We can’t get enough chocolate in this house, so when we first tried a bite of Marie Callender’s chocolate satin pie, naturally, we fell in love with the rich whipped chocolate filling, the decadent cream topping, and that impossibly delicious chocolate cookie crust. It would probably look a little crazy if we went in there every week (ahem, every day), so we whipped up this copycat version one weekend, and it’s been a desert staple in our house ever since.
This pie has the silken filling and whipped topping we crave, and the chocolate cookie crust is out of this world. Just make sure to pre-bake the cookie crust so it stays sweet and crunchy.
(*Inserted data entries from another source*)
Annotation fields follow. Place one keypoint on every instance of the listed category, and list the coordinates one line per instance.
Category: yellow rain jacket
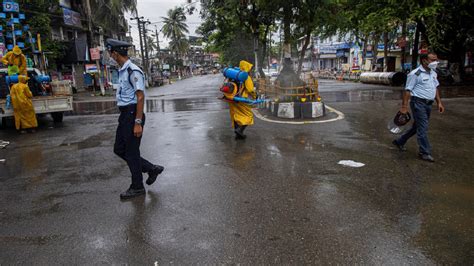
(16, 58)
(241, 113)
(23, 110)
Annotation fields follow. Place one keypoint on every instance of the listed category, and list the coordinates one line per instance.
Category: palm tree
(174, 28)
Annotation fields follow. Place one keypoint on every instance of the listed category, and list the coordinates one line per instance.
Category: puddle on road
(388, 94)
(214, 104)
(152, 105)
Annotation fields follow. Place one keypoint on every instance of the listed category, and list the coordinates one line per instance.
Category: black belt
(128, 108)
(418, 99)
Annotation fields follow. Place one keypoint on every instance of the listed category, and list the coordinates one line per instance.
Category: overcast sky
(155, 9)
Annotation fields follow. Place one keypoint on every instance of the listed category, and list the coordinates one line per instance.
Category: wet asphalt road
(279, 197)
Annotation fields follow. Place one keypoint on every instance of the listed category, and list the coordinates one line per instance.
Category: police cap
(120, 47)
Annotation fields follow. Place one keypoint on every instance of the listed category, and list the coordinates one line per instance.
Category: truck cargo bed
(43, 104)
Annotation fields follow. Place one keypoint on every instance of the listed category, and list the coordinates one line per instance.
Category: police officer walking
(130, 100)
(421, 89)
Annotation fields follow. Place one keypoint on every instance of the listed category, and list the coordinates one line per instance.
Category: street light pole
(158, 46)
(138, 19)
(145, 38)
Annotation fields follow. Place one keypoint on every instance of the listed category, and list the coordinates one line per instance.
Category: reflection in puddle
(213, 104)
(152, 105)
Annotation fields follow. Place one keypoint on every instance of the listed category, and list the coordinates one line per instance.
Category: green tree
(174, 28)
(110, 14)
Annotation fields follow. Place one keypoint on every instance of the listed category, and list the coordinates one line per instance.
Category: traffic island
(292, 102)
(295, 110)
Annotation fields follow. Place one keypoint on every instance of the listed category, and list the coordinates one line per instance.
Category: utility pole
(138, 19)
(145, 38)
(158, 46)
(92, 43)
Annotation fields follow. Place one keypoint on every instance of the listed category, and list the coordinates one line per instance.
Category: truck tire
(57, 117)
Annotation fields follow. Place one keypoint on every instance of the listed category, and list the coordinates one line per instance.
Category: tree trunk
(288, 76)
(364, 52)
(414, 53)
(404, 36)
(385, 52)
(303, 51)
(255, 52)
(264, 51)
(375, 50)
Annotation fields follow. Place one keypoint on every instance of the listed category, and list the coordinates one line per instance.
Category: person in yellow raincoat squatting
(241, 113)
(16, 62)
(23, 111)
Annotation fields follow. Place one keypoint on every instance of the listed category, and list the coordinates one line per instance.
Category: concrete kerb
(339, 114)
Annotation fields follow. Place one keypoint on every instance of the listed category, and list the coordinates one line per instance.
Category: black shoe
(426, 157)
(131, 193)
(400, 147)
(239, 132)
(153, 174)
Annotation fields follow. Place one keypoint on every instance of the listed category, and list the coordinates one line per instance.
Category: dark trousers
(421, 110)
(127, 146)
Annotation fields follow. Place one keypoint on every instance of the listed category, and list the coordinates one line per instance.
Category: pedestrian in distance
(130, 100)
(23, 110)
(422, 91)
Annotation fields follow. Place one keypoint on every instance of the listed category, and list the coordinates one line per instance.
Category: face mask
(433, 65)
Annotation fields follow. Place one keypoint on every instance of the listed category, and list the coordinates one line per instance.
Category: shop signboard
(71, 18)
(327, 49)
(10, 6)
(65, 3)
(95, 53)
(91, 68)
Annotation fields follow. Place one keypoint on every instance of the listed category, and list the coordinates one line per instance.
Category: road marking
(340, 116)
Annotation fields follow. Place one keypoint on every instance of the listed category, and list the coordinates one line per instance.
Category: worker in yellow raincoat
(241, 113)
(23, 111)
(16, 62)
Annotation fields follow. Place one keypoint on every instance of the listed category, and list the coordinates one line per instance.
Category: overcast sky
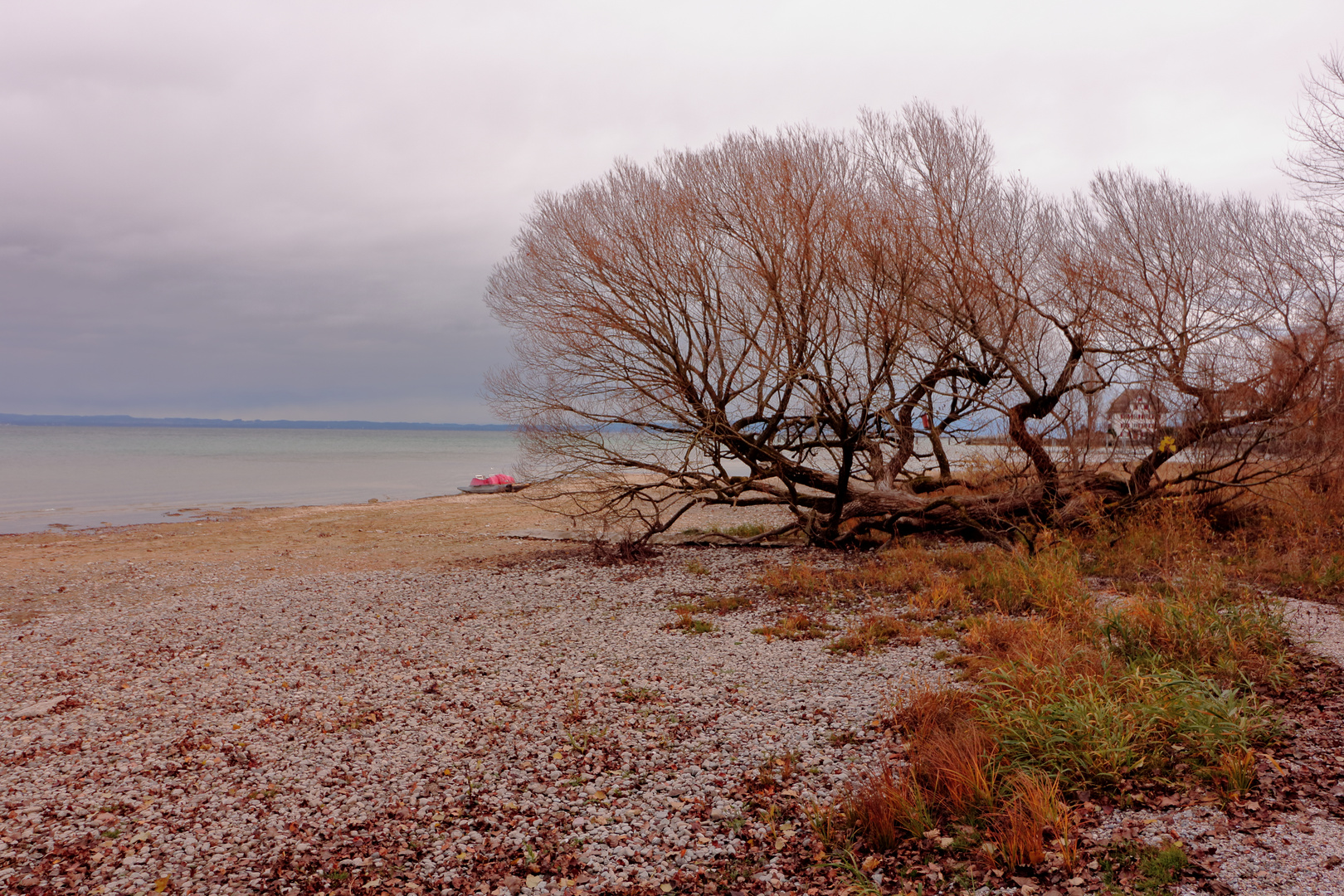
(290, 210)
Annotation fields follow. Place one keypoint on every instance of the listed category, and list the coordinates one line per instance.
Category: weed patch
(686, 621)
(797, 626)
This pie comes together in about 20 minutes, but make it ahead of time, because it needs time to chill. We use a combination of fresh and store-bought whipped cream to add even more deliciousness to this pie. When we need a chocolate pie fix, this is a great go-to solution. We know your whole family will fall in love with this delicious treat.
Chocolate Pudding Pie
Serves 8-10; 20 minutes plus chilling time
- 18 Oreo cookies, cream removed
- 8 tablespoons unsalted butter, melted
- 1 envelope plain gelatin
- 2 tablespoons water
- 1 egg, lightly beaten
- 1/2 cup milk
- 1/4 cup granulated white sugar
- 1/3 cup unsweetened cocoa powder, plus more for dusting
- 1 cup milk chocolate chips
- 2 tablespoons heavy whipping cream
- 2 tablespoons powdered sugar
- 1 teaspoon vanilla extract
- 1 pinch salt
- 2 cups frozen (or refrigerated) whipped topping, thawed
- 1 tablespoon cocoa powder (for dusting) or 1/4 cup mini chocolate chips, or 3 tablespoons chocolate shavings
- 2 cups heavy whipping cream
- 1 teaspoon vanilla
- Preheat oven to 325 degrees. Blend Oreo cookies into fine crumbs in food processor; slowly add melted butter until mixture is soft and sand-like. Press into a 9-inch pie plate and bake for 10 minutes. Cool pie shell completely before filling.
- Add gelatin to 2 tablespoons of water in a large bowl. Set aside until thickened.
- In a small pan on low heat, whisk together milk, egg, vanilla extract, powdered sugar, cocoa powder and salt. Stir frequently until smooth and slightly thickened. Add to large bowl with gelatin. Stir to combine.
- In a microwave-safe bowl, heat chocolate chips with 2 tablespoons heavy whipping cream at half-power for 20 seconds. Stir to distribute heat, and microwave in 10-second bursts, stirring between increments, until smooth. Add to gelatin mixture.
- Fold in thawed whipped cream, then pour batter into cooled cookie crust. Refrigerate until set, about 2 hours.
- In a mixing bowl, beat heavy cream with with vanilla extract until peaks form.
- Top pie with whipped cream. Dust with cocoa powder or mini chocolate chips, if desired.